Dossier

Du champ à l’assiette, GrandAngoulême cultive l’esprit d’initiative

Des centaines de projets alimentaires territoriaux ont vu le jour, en France, pour relocaliser l’agriculture, soutenir l’installation de producteurs ou favoriser les achats locaux. Le plan de relance soutient d‘ailleurs cette dynamique. Zoom sur le foisonnant projet de GrandAngoulême.

Une production céréalière transformée aux quatre coins de la France et de l’Europe, des achats majoritairement effectués en grandes surfaces, des récoltes de légumes importantes mais pas suffisantes pour les besoins du territoire… « En matière d’agriculture et d’alimentation, ­GrandAngoulême est assez représentatif des villes moyennes de métropole », constate Aurore Dupont, chargée de mission agriculture et alimentation au sein de l’agglomération. À un gros détail près : lauréate de l’appel à projets du Programme national de l’alimentation (PNA) de 2018, la collectivité charentaise ­multiplie les initiatives pour faire ­bouger les lignes, dans le cadre de son projet agricole et alimentaire ­territorial durable (PAATD) élaboré notamment avec l’association Les Greniers d’abondance. Objectif : ­favoriser la transition agroécologique du territoire, assurer sa résilience alimentaire et développer l’éducation à l’alimentation.

Soutien aux agriculteurs

En concertation avec une quinzaine de partenaires et l’appui d’un réseau d’une trentaine d’élus référents très impliqués, GrandAngoulême s’est ainsi attaqué à plusieurs problématiques typiques du système agri-alimentaire français.

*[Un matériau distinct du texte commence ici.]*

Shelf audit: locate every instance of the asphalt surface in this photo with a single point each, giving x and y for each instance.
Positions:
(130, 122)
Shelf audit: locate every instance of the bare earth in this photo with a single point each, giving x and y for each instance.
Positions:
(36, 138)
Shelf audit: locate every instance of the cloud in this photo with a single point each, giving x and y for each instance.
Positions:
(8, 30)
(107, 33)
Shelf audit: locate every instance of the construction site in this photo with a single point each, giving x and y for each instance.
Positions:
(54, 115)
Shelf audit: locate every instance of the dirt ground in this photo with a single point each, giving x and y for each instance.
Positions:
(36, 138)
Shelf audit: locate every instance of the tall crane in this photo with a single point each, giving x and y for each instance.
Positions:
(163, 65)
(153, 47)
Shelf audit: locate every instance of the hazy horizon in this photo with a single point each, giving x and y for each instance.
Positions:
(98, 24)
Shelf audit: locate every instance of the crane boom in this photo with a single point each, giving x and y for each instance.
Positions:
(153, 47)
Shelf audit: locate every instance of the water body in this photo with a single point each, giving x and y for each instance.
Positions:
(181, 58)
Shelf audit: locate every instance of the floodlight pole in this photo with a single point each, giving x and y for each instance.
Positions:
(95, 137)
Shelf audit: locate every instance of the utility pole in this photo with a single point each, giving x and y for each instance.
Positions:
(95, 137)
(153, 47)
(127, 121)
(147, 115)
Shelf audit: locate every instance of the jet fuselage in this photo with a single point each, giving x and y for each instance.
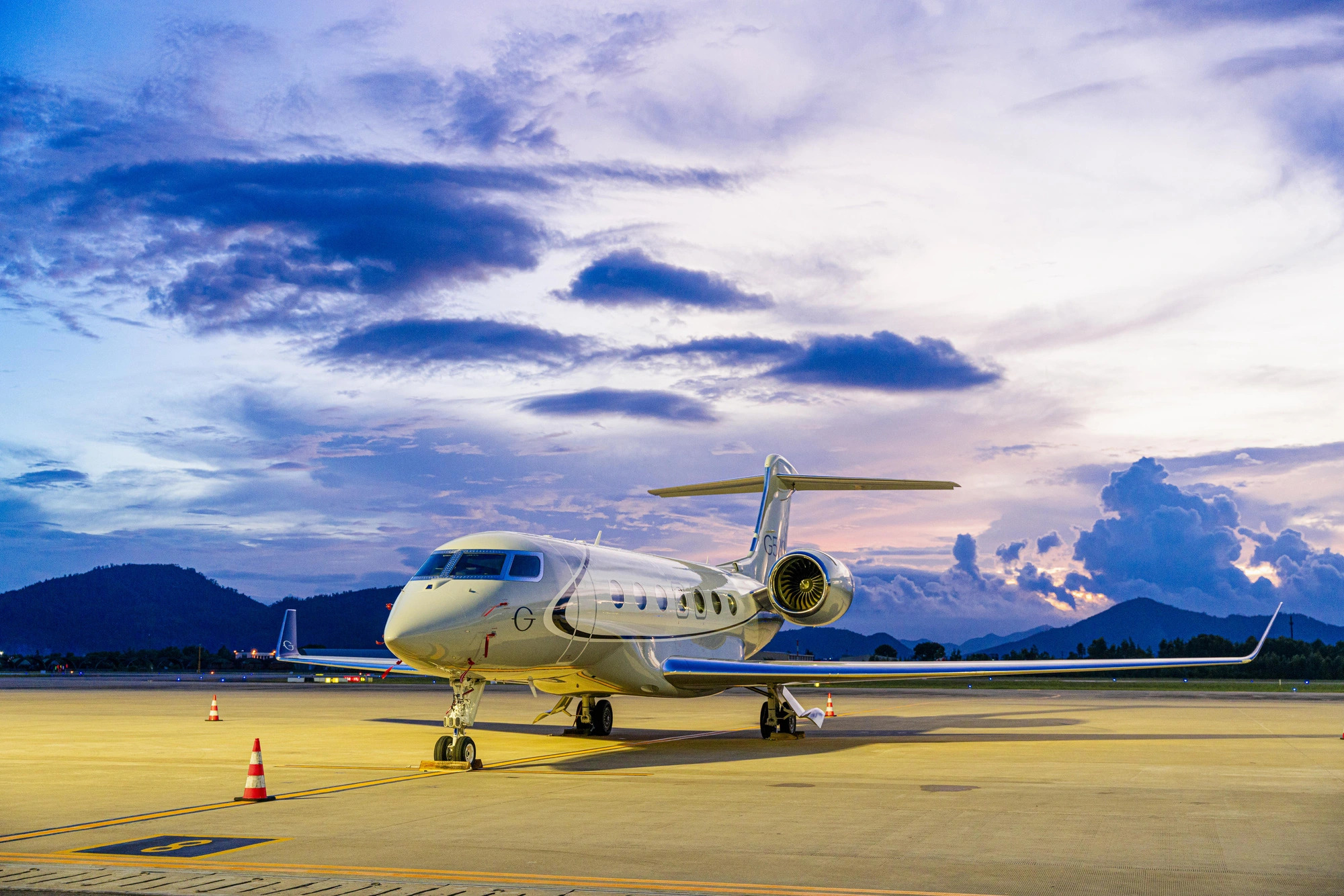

Pour lutter contre la disparition des exploitations, lors du départ à la retraite des agriculteurs, la collectivité recense par exemple les exploitants de 57 ans et les sensibilise à l’idée d’une transmission. Deux reprises seraient en cours. Un soutien à l’agriculture bio s’est par ailleurs organisé avec le financement de diagnostics à la conversion ; cinq producteurs se sont déjà lancés. Un espace test de maraîchage en bio a également été créé, permettant à deux candidats de choisir cette voie.

Bien manger à l’école

Côté jeunesse, les cantines scolaires des 26 communes bénéficient du réseau « Bien manger à l’école » qui favorise les achats locaux et de qualité, la lutte contre le gaspillage alimentaire et l’éducation à l’alimentation. Chaque mois de novembre, le festival des Gastronomades permet aux enfants des cantines, mais aussi aux plus grands dans les restaurants ou aux aînés dans les Ehpad, de déguster un menu à base de produits locaux concocté par un grand chef et un cuisinier local. « L’objectif n’est pas de se substituer aux communes et aux acteurs locaux, souligne Aurore Dupont. Nous sommes surtout des animateurs. Nous diagnostiquons les enjeux, impulsons des initiatives, organisons des formations, partageons les constats ou les bonnes pratiques. Mais surtout, nous mettons les acteurs locaux en lien, les producteurs avec les responsables des achats, les élus avec les techniciens, les communes entre elles… » Cette année, le PAATD aborde une deuxième phase avec d’autres projets, comme la création de nouveaux espaces tests temporaires au sein des exploitations, ou une réflexion sur le stockage et la logistique.